2022 Sylvain Pataille Bourgogne Aligoté
WINEMAKER: Sylvain Pataille
REGION: Burgundy, FR
VARIETY: Aligoté
VITICULTURE: Certified Organic/Biodynamic
This is the only blended Aligoté in the Pataille range. Half the fruit is harvested from old-vine Aligoté Doré in Marsannay itself, including fruit from Auvonnes and Champ Forey on limestone and gravel, and the balance comes from Échevronne in Hautes Côtes, above Corton. The average age of the vines across the two parcels is more than 50 years, and although this is Pataille’s entry-level Aligoté, you can immediately feel the depth and energy born from the old vines and low yields. The wine ferments naturally in stainless steel before maturation in old foudre and then goes back to stainless steel for four months before bottling. “A saline-accented width of aroma – behind there’s a golden fruit style. There’s scale in the mouth here, I like the shape and structure here too. Slowly fading – easy and delicious wine…” Bill Nanson, Burgundy Report
By the time Pataille had reached his mid-teens, he had started working vintages on the Côte and enrolled at Beaune’s Lycée Viticole. Here, he shared a classroom with Benjamin Leroux, Olivier Lamy, Nicolas Rossignol and Pierre-Yves Colin—how we would love to have been a fly on the wall at this school! While Lamy returned to his family Domaine in Saint Aubin and Leroux took off to Oregon, Pataille moved to Bordeaux to continue his studies. Here he met Kyriakos Kynigopoulos, who took the precocious talent back to Burgundy to help him at Burgundia Oenology in Beaune.
In the cellar, whole-cluster vinification (where it makes sense), natural ferments, extended macerations, very low sulphur use, and long maturations are the basics of Pataille’s approach. He uses an old vertical press, inherited from his grandfather, that presses very slowly over six to eight hours and is used for both whites and reds. Pataille describes his approach in the cellar as the “new old style”.

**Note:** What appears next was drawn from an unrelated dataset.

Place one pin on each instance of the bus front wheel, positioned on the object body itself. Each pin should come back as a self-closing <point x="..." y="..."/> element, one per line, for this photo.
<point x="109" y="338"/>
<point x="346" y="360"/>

Pataille has been co-opted under the natural banner, regardless of whether he is comfortable with the dogma and the company that this entails—and he isn’t comfortable. Pataille tells us he has no interest in badges, and while his aim is to use as little sulphur as possible—hardly controversial for a grower at this level—it takes a great deal of work in the vineyard and cellar to ensure that he can work this way.